Summary
This narrative review examines the environmental fate and toxicological consequences of systemic fungicides, which have increased in agricultural use despite resistance risks and human health concerns. The authors synthesise evidence on how fungicides enter water bodies and discuss constructed wetlands as an environmentally benign, cost-effective remediation approach, examining removal mechanisms and design factors (plant species, wetland type, physicochemical properties) that influence remediation performance. The review identifies low-environmental-risk fungicides and alternative disease management strategies as pathways to reduce fungicide-associated risks whilst maintaining crop protection.
UK applicability
The findings are directly applicable to UK agriculture, particularly in horticultural and arable systems where fungicide use is widespread.
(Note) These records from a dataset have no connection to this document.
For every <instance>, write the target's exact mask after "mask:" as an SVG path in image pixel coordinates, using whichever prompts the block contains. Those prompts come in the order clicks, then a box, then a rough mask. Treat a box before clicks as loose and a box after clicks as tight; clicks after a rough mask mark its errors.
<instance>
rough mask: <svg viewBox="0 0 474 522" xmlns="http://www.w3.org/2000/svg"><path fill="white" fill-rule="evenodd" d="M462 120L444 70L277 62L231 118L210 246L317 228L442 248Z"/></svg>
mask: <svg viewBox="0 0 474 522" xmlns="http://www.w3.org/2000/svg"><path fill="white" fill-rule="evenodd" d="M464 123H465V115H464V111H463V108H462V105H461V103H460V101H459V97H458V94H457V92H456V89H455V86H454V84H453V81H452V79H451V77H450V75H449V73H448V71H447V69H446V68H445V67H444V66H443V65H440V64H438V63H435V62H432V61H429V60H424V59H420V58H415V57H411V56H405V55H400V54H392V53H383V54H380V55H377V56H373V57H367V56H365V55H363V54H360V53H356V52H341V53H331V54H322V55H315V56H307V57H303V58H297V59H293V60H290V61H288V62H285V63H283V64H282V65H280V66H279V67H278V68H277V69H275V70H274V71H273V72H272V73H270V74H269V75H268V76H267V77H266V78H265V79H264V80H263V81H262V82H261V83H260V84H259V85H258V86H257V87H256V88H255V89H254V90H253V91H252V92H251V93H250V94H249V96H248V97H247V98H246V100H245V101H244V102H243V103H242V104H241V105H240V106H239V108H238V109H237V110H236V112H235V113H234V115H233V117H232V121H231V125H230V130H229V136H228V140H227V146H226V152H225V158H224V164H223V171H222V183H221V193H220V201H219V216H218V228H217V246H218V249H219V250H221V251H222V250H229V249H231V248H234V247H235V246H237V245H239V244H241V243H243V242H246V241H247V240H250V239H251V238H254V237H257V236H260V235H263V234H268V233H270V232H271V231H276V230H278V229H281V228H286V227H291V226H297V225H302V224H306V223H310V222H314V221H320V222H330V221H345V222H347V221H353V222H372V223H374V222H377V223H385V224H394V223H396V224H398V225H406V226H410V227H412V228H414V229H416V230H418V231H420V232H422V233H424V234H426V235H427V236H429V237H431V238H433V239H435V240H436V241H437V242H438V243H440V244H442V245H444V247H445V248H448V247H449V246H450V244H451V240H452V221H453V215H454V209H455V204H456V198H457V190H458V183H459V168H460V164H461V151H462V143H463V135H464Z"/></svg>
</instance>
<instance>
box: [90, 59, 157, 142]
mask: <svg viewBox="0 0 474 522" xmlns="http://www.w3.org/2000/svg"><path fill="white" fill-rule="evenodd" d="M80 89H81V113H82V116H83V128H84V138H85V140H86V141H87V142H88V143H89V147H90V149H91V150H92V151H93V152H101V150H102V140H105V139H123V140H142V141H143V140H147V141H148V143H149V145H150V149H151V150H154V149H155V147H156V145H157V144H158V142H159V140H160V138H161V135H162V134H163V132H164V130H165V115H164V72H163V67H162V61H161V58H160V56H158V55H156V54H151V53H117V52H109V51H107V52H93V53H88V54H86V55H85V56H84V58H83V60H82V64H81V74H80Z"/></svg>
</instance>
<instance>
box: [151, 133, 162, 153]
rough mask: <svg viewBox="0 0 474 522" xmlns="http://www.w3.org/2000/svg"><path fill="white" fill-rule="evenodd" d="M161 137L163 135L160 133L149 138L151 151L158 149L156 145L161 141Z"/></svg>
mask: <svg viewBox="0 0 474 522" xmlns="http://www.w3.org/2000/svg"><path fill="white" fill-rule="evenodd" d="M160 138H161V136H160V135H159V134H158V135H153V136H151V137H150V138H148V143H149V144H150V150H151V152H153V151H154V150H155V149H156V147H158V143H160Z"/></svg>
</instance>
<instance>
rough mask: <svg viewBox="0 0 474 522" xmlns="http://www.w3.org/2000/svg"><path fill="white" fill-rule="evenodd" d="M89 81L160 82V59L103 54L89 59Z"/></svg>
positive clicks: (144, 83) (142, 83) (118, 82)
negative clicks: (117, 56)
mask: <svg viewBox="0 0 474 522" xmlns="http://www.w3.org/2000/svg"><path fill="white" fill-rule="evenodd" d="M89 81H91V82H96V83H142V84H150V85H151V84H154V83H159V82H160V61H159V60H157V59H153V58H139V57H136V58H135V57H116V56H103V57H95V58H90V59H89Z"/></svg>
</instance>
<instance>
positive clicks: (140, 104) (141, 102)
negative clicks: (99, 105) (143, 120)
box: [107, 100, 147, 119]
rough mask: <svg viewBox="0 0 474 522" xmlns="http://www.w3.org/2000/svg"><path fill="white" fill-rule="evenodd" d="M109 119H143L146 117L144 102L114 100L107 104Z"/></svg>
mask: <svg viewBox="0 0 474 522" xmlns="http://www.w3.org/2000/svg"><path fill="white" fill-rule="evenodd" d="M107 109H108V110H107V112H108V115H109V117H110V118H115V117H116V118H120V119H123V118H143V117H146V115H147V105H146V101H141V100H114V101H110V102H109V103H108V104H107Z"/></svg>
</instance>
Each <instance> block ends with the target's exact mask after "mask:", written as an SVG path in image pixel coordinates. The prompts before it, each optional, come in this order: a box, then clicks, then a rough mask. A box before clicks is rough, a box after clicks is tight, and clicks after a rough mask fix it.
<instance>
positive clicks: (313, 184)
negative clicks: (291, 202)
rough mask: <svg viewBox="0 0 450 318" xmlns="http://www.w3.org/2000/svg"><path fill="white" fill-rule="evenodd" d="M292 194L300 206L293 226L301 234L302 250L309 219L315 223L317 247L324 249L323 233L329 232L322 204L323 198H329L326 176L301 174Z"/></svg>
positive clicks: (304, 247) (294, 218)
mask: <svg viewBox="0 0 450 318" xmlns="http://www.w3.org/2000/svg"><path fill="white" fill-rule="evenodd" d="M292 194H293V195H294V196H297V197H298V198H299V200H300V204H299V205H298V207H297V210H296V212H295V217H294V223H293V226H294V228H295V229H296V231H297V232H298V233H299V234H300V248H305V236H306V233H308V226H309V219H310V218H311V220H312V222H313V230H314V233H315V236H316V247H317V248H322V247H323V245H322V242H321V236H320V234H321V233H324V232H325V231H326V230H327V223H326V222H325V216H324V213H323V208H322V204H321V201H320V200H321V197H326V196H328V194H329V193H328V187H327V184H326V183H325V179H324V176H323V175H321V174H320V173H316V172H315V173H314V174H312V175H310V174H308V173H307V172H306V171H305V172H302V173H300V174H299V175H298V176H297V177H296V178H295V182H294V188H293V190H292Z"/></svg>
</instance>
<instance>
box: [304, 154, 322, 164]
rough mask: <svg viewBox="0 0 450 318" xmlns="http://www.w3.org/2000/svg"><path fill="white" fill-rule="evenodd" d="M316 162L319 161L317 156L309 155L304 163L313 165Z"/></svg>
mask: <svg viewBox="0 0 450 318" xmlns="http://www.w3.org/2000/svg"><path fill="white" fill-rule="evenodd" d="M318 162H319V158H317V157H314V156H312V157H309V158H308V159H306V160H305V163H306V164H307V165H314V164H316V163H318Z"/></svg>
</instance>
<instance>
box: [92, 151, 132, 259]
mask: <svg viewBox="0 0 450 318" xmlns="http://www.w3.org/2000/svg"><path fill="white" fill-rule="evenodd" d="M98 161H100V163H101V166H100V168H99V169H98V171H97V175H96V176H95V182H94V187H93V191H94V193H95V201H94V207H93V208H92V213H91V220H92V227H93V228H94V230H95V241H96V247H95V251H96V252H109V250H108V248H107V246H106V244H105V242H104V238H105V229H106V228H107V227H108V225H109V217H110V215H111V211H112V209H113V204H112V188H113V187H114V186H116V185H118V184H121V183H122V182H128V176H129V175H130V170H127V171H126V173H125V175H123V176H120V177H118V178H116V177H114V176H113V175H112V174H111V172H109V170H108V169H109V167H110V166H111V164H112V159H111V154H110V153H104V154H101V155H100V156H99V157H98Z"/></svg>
UK policy on pesticide residues in water and integrated pest management frameworks could benefit from the review's evidence on constructed wetlands as a practical, sustainable remediation tool for contaminated agricultural drainage.
Key measures
Fungicide removal efficacy in constructed wetlands; physicochemical parameters affecting fate; non-target effects on pollinators and plant physiology; substrate microbial community impacts
Outcomes reported
The review synthesises evidence on fungicide physicochemical properties, environmental persistence, and non-target ecological effects (including bumblebee population decline). It evaluates constructed wetlands as a remediation technology, examining removal mechanisms (plant uptake, biodegradation, photodegradation, hydrolysis) and factors affecting efficacy.